# Wavelength and Image Resolution

by chingkui
Tags: image, resolution, wavelength
 Sci Advisor P: 1,477 Firstly, the diffraction limit is wavelength/2 (approximately) - actually a more precise formula is 0.67*wavelength/NA where NA is the numerical aperture of the imaging apparatus and has a practical maximum of about 1.4. When we image something, the light we collect is spatially modulated. That means if I measured the field as a function of distance, in the x direction for example - call it E(x), E(x) would vary with x, as opposed to being a constant. The best resolution we can get actually depends on the Fourier transform of E(x) - what is sometimes called the spatial frequency spectrum in the direction of x, and the label we give to spatial frequency is k (so the Fourier transform E(x), would be E'(k_x) since we are concerned with the x direction only). To further illustrate the above point - take transmission through an aperture at z = 0. E(x) will be a rectangular function at z = 0, and it's spatial frequency spectrum, E'(k_x) will be a sinc function. If we decrease the width of the aperture, the width of the spatial frequency spectrum increases. This is because higher spatial frequency components are needed to "resolve" smaller objects. So where does the diffraction limit come from? It comes from the fact that only a certain range of spatial frequencies can propagate in a vacuum. Take the dispersion relation of free space; $$c = f\lambda$$ which can also be written $$c = \omega k$$ Where omega is the angular frequency and k is the wavevector. If we rearrange the previous equation thus; $$k^2 = \frac{c^2}{\omega^2}$$ Remember that k is a vector and can be broken down into its constituent components; $$\frac{c^2}{\omega^2} = k^2 = k_x^2 + k_y^2 + k_z^2$$ Only components of k that are real will reach the far-field.

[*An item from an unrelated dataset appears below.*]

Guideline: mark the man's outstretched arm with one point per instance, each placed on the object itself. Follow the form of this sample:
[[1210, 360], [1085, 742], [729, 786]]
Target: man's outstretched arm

Imaginary components result in evanescent waves that die off exponentially with distance and thus do not reach the far-field. From the above equation, it is easy to see that; $$-\frac{c}{\omega} < k_x < \frac{c}{\omega}$$ The resultant image of a sub-wavelength object (obtained by taking the inverse Fourier transform of E'(k_x)) is therefore the Fourier transform of the rectangular function of half-width $c/\omega$, which is a sinc function of width $\pi.c/\omega$. It is then noted that; $$\frac{\pi c}{\omega} = \frac{\pi f \lambda}{2\pi f} = \frac{\lambda}{2}$$ Which is the resolution limit for diffraction. To get the more precise expression, one needs to simply repeat the above process with the 2D case. Claude.